İktidar da, elindeki tüm kozları sahaya sürdü. Emniyet, adliye ve medya güçleriyle muhalefete tam saha pres uyguladı. Bir taraftan muhalefeti yolsuzluk yapmak ve milli ekonomiye zarar vermekle itham etti, böylelikle muhalefetten gelen ve giderek büyüyen dalgayı peşinen değersizleştirmeye çalıştı. Diğer taraftan da protesto gösterilerine katılmaktan boykotu savunmaya kadar hemen her düzeydeki tepkilere soruşturma açarak muhalif kesimlere gözdağı verdi ve yükselen sesleri bastırmayı amaçladı. 

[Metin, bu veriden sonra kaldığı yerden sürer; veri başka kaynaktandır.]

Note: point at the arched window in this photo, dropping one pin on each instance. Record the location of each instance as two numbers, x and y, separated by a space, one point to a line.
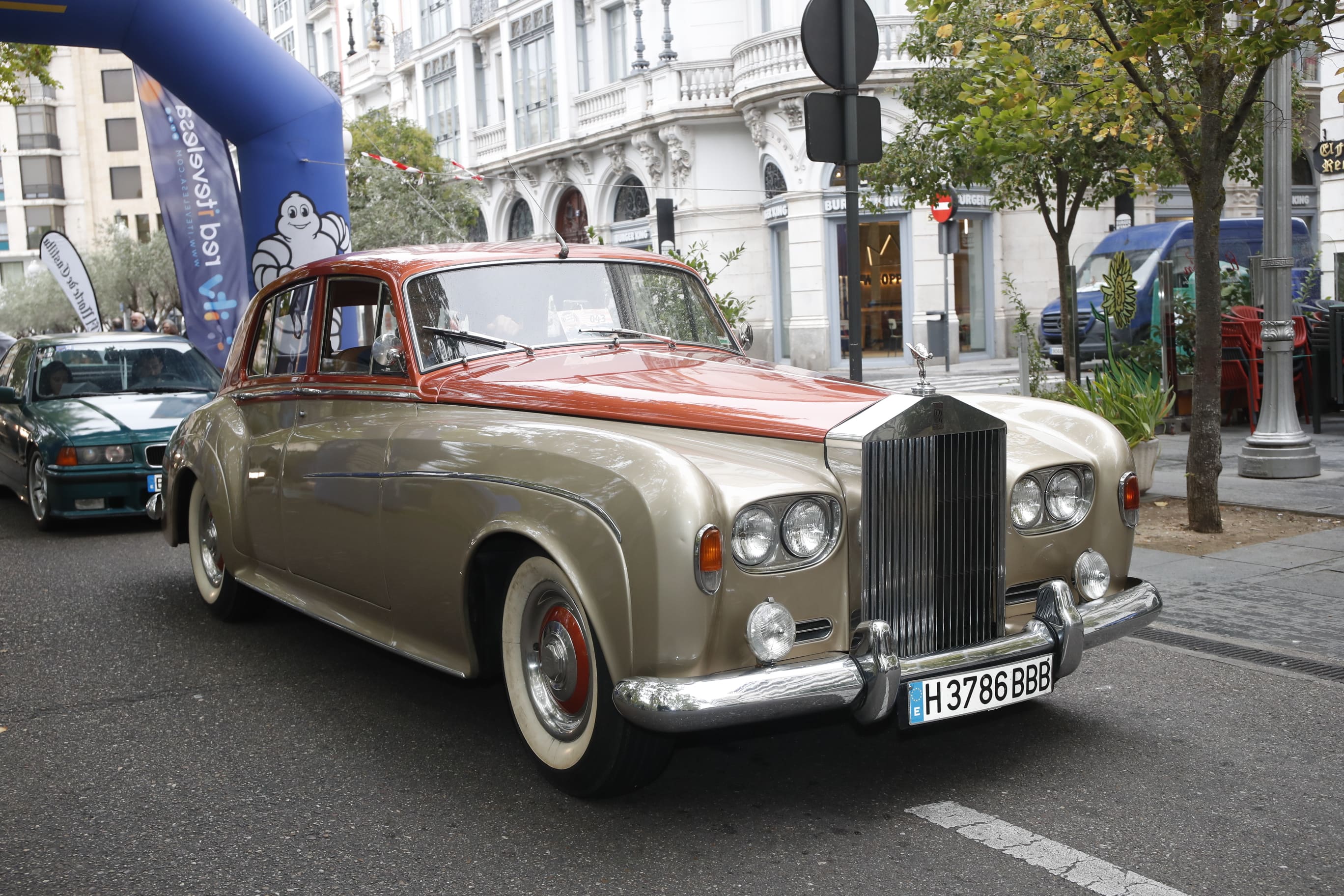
572 217
477 233
632 200
519 221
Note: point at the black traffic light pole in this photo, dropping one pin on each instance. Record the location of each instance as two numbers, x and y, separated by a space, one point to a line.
850 68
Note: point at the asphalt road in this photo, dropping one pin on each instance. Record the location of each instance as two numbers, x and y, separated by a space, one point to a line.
148 749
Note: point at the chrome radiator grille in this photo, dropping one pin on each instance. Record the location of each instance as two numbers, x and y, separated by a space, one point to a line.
933 536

Hem muhalefet hem de iktidar adına son derece hararetli geçen bu dönemin bazı değişimlere yol açması kaçınılmaz. Dinamik bir süreç tecrübe ediliyor ve hemen her gün yeni bir gelişmeye tanık olunuyor. Dolayısıyla bugün ortaya çıkan tablo yarın bambaşka bir renge bürünebilir ama hâlihazırda 19 Mart’tan sonra olup-bitenlerden bazı siyasi tespitlere ulaşmak mümkün. Üç tanesine değinmekle yetineceğim: 

Hükmü Kalmayan Sual 

1. Eğer erken seçim veya anayasa değişikliği yoluyla Cumhurbaşkanı Erdoğan’a bir kez daha aday olmanın yolu açılırsa,  onun rakibinin kim olacağı büyük ölçüde belli olmuştur. Gerek özelde CHP, genelde muhalif seçmenin önseçime gösterdiği teveccühün ve gerek İstanbul mitinginde toplanan kitlenin verdiği mesajın anlamı açıktır: “Erdoğan’ın rakibi, İmamoğlu’dur.” Dolayısıyla CHP açısından “Erdoğan’ın rakibi kim olmalıdır?” sualinin bir hükmü kalmamıştır. 

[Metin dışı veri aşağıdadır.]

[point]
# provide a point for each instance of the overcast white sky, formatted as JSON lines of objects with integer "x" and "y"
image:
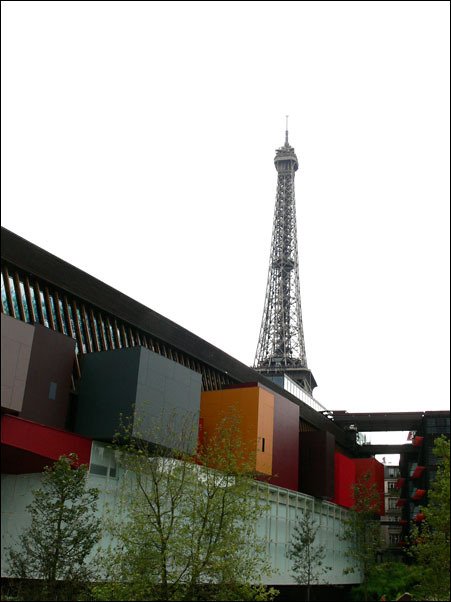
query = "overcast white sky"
{"x": 138, "y": 141}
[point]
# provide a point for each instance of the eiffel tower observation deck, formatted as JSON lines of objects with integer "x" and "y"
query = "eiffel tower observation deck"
{"x": 281, "y": 347}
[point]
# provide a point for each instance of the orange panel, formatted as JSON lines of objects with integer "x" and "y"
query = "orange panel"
{"x": 254, "y": 408}
{"x": 265, "y": 430}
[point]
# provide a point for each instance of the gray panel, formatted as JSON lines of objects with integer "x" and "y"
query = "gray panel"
{"x": 160, "y": 394}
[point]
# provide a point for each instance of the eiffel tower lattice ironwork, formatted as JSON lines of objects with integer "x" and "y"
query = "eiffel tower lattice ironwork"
{"x": 281, "y": 347}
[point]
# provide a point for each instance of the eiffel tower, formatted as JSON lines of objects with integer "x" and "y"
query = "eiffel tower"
{"x": 281, "y": 347}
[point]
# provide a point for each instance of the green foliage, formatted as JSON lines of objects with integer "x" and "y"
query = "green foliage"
{"x": 430, "y": 542}
{"x": 63, "y": 531}
{"x": 389, "y": 579}
{"x": 362, "y": 530}
{"x": 308, "y": 557}
{"x": 186, "y": 531}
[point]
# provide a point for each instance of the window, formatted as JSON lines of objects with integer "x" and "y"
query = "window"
{"x": 103, "y": 461}
{"x": 394, "y": 538}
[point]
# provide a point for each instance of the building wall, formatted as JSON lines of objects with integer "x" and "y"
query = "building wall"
{"x": 276, "y": 526}
{"x": 161, "y": 397}
{"x": 37, "y": 365}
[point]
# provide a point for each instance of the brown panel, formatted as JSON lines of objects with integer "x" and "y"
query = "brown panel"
{"x": 26, "y": 285}
{"x": 84, "y": 320}
{"x": 95, "y": 339}
{"x": 59, "y": 318}
{"x": 102, "y": 331}
{"x": 37, "y": 296}
{"x": 48, "y": 307}
{"x": 77, "y": 327}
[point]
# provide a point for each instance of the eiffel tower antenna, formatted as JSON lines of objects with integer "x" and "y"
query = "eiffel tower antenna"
{"x": 281, "y": 347}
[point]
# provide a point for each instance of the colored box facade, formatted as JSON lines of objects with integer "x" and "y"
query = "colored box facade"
{"x": 37, "y": 365}
{"x": 160, "y": 396}
{"x": 254, "y": 407}
{"x": 316, "y": 464}
{"x": 285, "y": 459}
{"x": 345, "y": 476}
{"x": 376, "y": 471}
{"x": 28, "y": 446}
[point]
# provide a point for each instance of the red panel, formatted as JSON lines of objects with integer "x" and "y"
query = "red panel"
{"x": 344, "y": 480}
{"x": 28, "y": 441}
{"x": 285, "y": 459}
{"x": 376, "y": 471}
{"x": 419, "y": 493}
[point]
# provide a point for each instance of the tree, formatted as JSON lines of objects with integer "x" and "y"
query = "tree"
{"x": 307, "y": 556}
{"x": 186, "y": 531}
{"x": 389, "y": 579}
{"x": 362, "y": 530}
{"x": 431, "y": 541}
{"x": 63, "y": 531}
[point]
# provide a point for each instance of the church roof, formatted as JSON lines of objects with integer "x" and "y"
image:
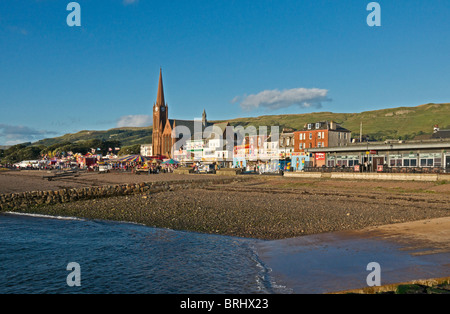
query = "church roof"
{"x": 160, "y": 96}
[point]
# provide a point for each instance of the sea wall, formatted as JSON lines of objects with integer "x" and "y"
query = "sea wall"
{"x": 35, "y": 198}
{"x": 371, "y": 176}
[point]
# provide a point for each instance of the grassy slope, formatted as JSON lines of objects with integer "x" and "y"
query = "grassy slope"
{"x": 380, "y": 124}
{"x": 387, "y": 123}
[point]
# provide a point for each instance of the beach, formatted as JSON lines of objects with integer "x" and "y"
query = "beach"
{"x": 262, "y": 207}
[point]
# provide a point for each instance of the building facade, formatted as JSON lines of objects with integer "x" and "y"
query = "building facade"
{"x": 319, "y": 135}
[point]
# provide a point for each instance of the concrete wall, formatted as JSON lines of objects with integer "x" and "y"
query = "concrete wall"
{"x": 371, "y": 176}
{"x": 36, "y": 198}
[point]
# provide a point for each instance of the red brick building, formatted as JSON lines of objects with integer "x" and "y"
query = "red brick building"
{"x": 321, "y": 134}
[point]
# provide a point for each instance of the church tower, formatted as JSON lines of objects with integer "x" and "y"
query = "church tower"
{"x": 159, "y": 118}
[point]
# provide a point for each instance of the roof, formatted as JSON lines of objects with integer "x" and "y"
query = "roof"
{"x": 190, "y": 125}
{"x": 388, "y": 146}
{"x": 324, "y": 125}
{"x": 160, "y": 95}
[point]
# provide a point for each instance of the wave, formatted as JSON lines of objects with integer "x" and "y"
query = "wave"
{"x": 44, "y": 216}
{"x": 264, "y": 280}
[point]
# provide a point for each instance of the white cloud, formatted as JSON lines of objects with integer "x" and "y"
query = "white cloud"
{"x": 127, "y": 2}
{"x": 276, "y": 99}
{"x": 134, "y": 121}
{"x": 15, "y": 134}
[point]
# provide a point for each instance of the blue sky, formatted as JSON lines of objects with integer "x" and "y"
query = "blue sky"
{"x": 233, "y": 58}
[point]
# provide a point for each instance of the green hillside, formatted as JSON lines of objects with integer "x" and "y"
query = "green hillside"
{"x": 126, "y": 136}
{"x": 402, "y": 122}
{"x": 394, "y": 123}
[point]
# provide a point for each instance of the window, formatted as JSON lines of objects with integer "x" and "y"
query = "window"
{"x": 426, "y": 162}
{"x": 437, "y": 162}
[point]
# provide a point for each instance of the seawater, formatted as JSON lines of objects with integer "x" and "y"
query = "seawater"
{"x": 125, "y": 258}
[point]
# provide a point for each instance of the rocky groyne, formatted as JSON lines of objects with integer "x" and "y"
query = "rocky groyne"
{"x": 25, "y": 200}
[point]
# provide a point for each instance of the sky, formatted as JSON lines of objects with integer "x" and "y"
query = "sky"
{"x": 242, "y": 58}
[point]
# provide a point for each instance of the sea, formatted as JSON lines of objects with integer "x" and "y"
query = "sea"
{"x": 64, "y": 255}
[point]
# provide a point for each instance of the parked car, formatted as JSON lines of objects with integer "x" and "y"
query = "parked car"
{"x": 104, "y": 168}
{"x": 206, "y": 169}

İmamoğlu’nun hukuki bir abluka altına alınacağı belliydi. 2024 İstanbul seçimlerini açık farkla kazanması ve cumhurbaşkanlığı niyetini göstermesinin ardından, iktidarın ona yöneleceği kesindi. O da bunu gördü ve cumhurbaşkanlığı adaylığı kartını erkenden açtı. İktidar bu kartın kıymet almasını engellemek için apar topar harekete geçti. Akşam diplomasını iptal etti, sabah evini bastı, gözaltına aldı ve tutukladı. 

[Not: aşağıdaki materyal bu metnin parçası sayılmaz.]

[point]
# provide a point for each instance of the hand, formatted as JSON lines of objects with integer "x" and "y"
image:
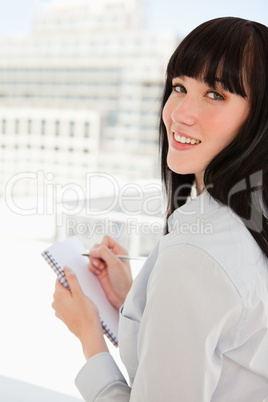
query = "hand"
{"x": 113, "y": 273}
{"x": 79, "y": 314}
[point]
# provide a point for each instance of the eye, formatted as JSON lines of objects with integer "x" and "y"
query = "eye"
{"x": 179, "y": 88}
{"x": 215, "y": 95}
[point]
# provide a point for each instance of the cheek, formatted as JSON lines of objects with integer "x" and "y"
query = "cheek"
{"x": 166, "y": 113}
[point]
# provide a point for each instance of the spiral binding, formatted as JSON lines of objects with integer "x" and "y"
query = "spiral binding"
{"x": 110, "y": 335}
{"x": 62, "y": 278}
{"x": 56, "y": 268}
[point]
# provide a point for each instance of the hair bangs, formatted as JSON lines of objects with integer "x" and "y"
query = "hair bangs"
{"x": 214, "y": 54}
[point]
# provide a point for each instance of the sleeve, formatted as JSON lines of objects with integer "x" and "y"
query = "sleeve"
{"x": 190, "y": 318}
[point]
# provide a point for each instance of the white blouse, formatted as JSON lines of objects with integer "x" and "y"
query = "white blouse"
{"x": 194, "y": 326}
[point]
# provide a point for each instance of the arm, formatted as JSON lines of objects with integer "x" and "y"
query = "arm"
{"x": 114, "y": 274}
{"x": 190, "y": 316}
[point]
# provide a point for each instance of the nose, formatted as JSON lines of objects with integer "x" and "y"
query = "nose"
{"x": 185, "y": 111}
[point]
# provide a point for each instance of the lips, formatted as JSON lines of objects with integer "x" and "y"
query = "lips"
{"x": 183, "y": 139}
{"x": 183, "y": 143}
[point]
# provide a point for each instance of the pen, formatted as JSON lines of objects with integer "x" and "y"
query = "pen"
{"x": 122, "y": 257}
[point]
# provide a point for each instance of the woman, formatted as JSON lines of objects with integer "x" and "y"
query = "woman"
{"x": 194, "y": 326}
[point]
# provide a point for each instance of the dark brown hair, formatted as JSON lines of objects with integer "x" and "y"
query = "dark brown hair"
{"x": 233, "y": 51}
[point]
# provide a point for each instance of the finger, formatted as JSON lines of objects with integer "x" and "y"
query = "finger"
{"x": 112, "y": 244}
{"x": 94, "y": 270}
{"x": 72, "y": 281}
{"x": 105, "y": 254}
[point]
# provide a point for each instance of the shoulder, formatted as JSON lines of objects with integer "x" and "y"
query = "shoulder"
{"x": 215, "y": 229}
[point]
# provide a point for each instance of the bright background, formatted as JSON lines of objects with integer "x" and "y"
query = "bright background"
{"x": 35, "y": 347}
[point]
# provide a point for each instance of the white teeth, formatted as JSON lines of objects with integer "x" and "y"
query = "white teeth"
{"x": 184, "y": 140}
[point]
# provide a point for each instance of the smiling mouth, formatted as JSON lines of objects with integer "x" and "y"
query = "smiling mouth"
{"x": 185, "y": 140}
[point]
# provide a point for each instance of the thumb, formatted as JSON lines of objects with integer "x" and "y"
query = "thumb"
{"x": 72, "y": 280}
{"x": 105, "y": 254}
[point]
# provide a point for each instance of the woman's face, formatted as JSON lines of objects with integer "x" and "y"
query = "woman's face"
{"x": 200, "y": 122}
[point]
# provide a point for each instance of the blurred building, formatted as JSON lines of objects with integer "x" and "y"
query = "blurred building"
{"x": 91, "y": 56}
{"x": 82, "y": 94}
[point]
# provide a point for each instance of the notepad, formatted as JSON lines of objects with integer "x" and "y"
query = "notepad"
{"x": 68, "y": 253}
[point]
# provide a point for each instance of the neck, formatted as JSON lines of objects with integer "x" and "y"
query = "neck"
{"x": 199, "y": 182}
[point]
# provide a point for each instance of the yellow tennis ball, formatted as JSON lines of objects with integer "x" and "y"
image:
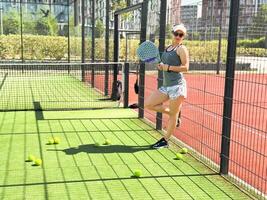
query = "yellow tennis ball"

Ancak iktidarın kör parmağım gözüne hâli, hem CHP’nin hem de farklı gerekçelerle iktidardan rahatsız olan kesimlerin İmamoğlu’nun etrafında toplanmasına neden oldu. Öyle ki, normalde CHP içi bir yarışta İmamoğlu’na rakip olması muhtemel isimler de onun için oy kullandı, onun için kürsüye çıktı. İmamoğlu cumhurbaşkanı adayı değil de salt belediye başkanı olsaydı muhtemelen böyle bir sahiplenme de olmayacaktı. 

Hülasa İmamoğlu, iktidarın bağıra çağıra gelmekte olan teşebbüsünü sağlam bir zeminde karşıladı. Kendisi gücünü tahkim ederken, en büyük rakibi olarak gösterilen Yavaş ise güç kaybetti. Yavaş’ın gücü, susmasından geliyordu; bu vesile ile konuşmaya başlayınca gizemi çözüldü ve farklı toplumsal kesimleri taşıma potansiyelinin çok sınırlı olduğu görüldü.          Neticede iktidarın İmamoğlu’nu tasfiye için giriştiği hamle, döndü dolaştı İmamoğlu’na yaradı.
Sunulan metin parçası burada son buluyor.